My wife and I restored a ruined stone cottage in the Kaya valley and have lived there ever since. In the early years one of our neighbours was a grand old lady known as Aysenine who still had the wedding trunk of her Christian friend Maria in her care. Asked if she and the Turkish villagers had waved off the Christians as they began their walk to the boats in Fethiye she indignantly answered in the negative, they had walked down with them and waved them off from the quayside.

In 1999 we were married on the small area of level land outside one of the two chapels overlooking the ruins and the valley on one side and the Mediterranean Sea on the other. We have despaired to see gradual increase in tourism and the decrease in the class of tourists. It is not unusual to see women walking the streets in beachwear now and men sitting in restaurants with no shirts on. Few seem interested in the story of the population exchange and few take any interest in Turkish culture but enjoy a version of English culture offered in the nearby bustling tourist town of Hisaronu, ten minutes drive away by a road as wide as a three lane highway.
Although one now has to pay to walk through the village no conservation work has been undertaken during the twenty six years we have lived here and a year ago the two big churches were locked to the public and said to be in risk of imminent collapse, though there is no evidence of that. The beautiful wooden doors from the lower church are in the care of the Fethiye museum but are no longer on display to the public. The killing blow to Kayaköy will come in the next year or two when a development company will “restore” a third of the houses into hotel accommodation. My wife and I still occasionally walk through the ruins but strangely we no longer hear the street noises, they have been replaced by the jolly sounds of tourism. Sadly and with heavy hearts, I think it might be time to move on.
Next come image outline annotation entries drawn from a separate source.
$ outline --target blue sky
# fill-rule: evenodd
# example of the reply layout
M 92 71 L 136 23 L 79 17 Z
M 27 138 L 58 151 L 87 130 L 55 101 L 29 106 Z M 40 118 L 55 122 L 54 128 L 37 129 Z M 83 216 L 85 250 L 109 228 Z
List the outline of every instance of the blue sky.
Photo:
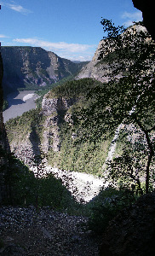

CLICK HERE for a virtual tour of Kayaköy. 


Kaya mist

The misty ruins of the once-bustling town are nestled against the Taurus mountains.


Once home to Greek Orthodox Christians…


Now, it is hard to believe that Greeks and their Turkish neighbors coexisted peacefully in this ghost town.


There was violence and retribution where people suffered on account of politics.


Hundreds and thousands of Greeks left regions all around Turkey in population exchanges where Greeks and Turks were uprooted, leaving their homes.


There were mutual compulsory population exchanges.


The roofless, weathered stone buildings are worn with age since the inhabitants left in the Twenties.


Now, approximately 500 homes sit empty and mostly roofless along with two Greek Orthodox churches and the fountains and cisterns that watered the city.


Louis de Bernieres, who also wrote “Captain Corelli’s Mandolin” also based another book “Birds Without Wings” on a fictionalized version of this ghost town.


Kayaköy was adopted by the UNESCO as a World Friendship and Peace Village.